What kind of volumes are we talking about? Well, in 2006, the market exceeded 22,000 units overall (all sizes), and suppliers just topped 22,000 units again in 2015.  Demand in 2016, like I said earlier, was slightly lower than in 2015, actually down about 12 percentage points coming from a number of various reasons ranging from uncertainties in the market during an election year and a lot of unknowns surrounding domestic issues, lower investment in the non-residential construction market, and continued “zero growth” in the mining sector.

Looking forward, I am projecting that 2017 is going to be a better year for wheel loaders than we saw in 2016. And, there is a brighter future ahead after this year is over.  Why? Well, the economics are starting to get better for one thing.  We are looking at an economy that finally hit 3 percent growth during the second quarter and we are soon to find out how the third quarter growth has done.  (Personally, I believe we are going to be doing well through the third quarter and I’m looking at more growth in the fourth quarter as well.) There is a lot of pent up work to be done and both the U.S. and Canada are in need of infrastructure improvements. (Canada has already established plans for its work to be done and the U.S. is gearing up slowly to doing the same thing.) 

The economy means everything in the machinery business and it needs to be stronger than 2 percent plus or minus for real advancement to take place. I think we are on the cusp of hitting a better longer-term environment, some of which is being helped by de-regulation by the Trump administration and, of course, anticipation of higher growth following changes to our antique tax code and possibly a stimulus infrastructure program to get our country back on track. Investment will be the result if either of these issues gets addressed properly in the next year or two.

Getting back to wheel loaders—let’s talk about the major players. It probably comes as no surprise that Caterpillar and John Deere are the two leading suppliers in the U.S. and Canadian wheel loader markets. Together these two companies accountd for over half of all loaders being sold annually in recent years. Then comes Komatsu, CNH (Case and New Holland), and Volvo. These top five companies accounted for over 80 percent of total industry sales in 2016, leaving less than 20 percent for the remaining ten-to-fifteen companies in the field. These stats have not changed very much in recent years and I don’t look for any major shifts in the business during the next five years.
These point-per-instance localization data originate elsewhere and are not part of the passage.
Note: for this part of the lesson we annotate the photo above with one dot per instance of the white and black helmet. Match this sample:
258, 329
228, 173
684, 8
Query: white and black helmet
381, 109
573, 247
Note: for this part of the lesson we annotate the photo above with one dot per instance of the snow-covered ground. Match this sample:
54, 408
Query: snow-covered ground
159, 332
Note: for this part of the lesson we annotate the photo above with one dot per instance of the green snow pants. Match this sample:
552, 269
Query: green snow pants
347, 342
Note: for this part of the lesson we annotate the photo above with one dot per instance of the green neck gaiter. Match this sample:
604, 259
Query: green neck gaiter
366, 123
Some of you are probably wondering who the many suppliers in this market are. The names of many are quite familiar, but I’ll list the ones I remember just off hand: Kawasaki, JCB, Yanmar, Waldon, Wacker Neuson, Liebherr, Swinger, Laymor, Manitou, Schaeff (now part of Yanmar), Coyote, LeTourneau (now part of Komatsu), SDLG, LiuGong, Sany, XCMG, and Avant Tecno. All of these companies work hard to bring good products to our domestic market and none are second tier by any measure.  

The wheel loader market is very mature and very competitive.
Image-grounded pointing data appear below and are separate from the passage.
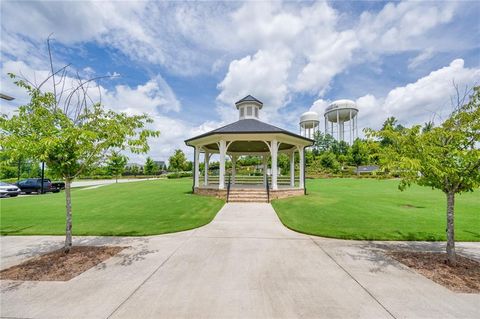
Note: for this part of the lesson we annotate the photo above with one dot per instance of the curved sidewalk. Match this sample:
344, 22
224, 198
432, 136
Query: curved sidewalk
245, 264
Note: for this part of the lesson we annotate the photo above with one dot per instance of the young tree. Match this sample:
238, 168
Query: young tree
446, 157
134, 170
178, 161
150, 167
63, 128
359, 153
116, 164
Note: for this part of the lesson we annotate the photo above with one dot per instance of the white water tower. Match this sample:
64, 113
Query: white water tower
309, 124
340, 118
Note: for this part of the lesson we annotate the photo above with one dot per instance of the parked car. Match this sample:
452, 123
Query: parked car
8, 190
34, 185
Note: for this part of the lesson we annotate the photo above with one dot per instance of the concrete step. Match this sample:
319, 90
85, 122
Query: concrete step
246, 200
247, 192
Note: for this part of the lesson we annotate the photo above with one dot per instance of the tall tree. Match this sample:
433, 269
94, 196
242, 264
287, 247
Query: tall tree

The market dynamics, in my opinion, are not going to change much short of a major bankruptcy of one of the key suppliers, or a massive takeover of one company by another, something I don’t see happening any time soon.  All of the suppliers have their dealer networks – some obviously much stronger than others. I am often asked about the Chinese suppliers and whether or not they are going to be a threat to industry leaders.  The primary Chinese suppliers include LiuGong, SDLG, XCMG, and Sany (a newcomer).  They are doing their best to make a dent in the business, but none are doing much yet, collectively accounting for less than one percent of the overall market. I can say that LiuGong and SDLG are the two best suppliers and together they sold just over 100 units in 2016, which shows the level of penetration these companies are getting. It’s tough, and it’s very competitive. 

Moving on—I should note for those who know little about wheel loaders that these machines have an extensive spectrum from a size standpoint – the littlest machines have engine outputs of 20 - 30 hp, while the biggest loader available today is diesel powered at 1,739 hp, Caterpillar’s Model 994K gets the honors. Weight-wise the smallest is about 0.7 metric tons dripping wet and the largest loader excluding a bucket and counterweights has an operating weight of 240 metric tons (527,000 lbs).  The big boys in this product area are used primarily in mining and the little guys are seen in landscaping and small construction cleanup activities.  Everything in between can have a gazillion end markets ranging from various types of construction to rental to utilities to quarrying.  On the rental side – I figure the rental market including independent rental houses and dealers selling the machines with rental fleets are about 20 percent of the total. The many facets of construction account for the largest portion of machines sold – more likely between 35 and 45 percent of the total.  

Now for the good stuff – demand for wheel loaders is going to be better in 2017, as I said earlier.  I’m looking for industry sales to be at least 6 percent higher than what were seen in 2016. This is just the starting point — it’s going to get better.  Sales over the next five years will hit record highs exceeding 26,000 units by 2020, about 35 percent higher than 2016 levels.  I know I am going out on a limb on this one, but I firmly believe that demand will grow stronger each for the next four years and possibly even the fifth year out once the economy hits a good stride and mining returns to a more normal level of activity.   Obviously, we’re going to have to wait and see how it pans out, aren’t we?  I hope I’m right on the call.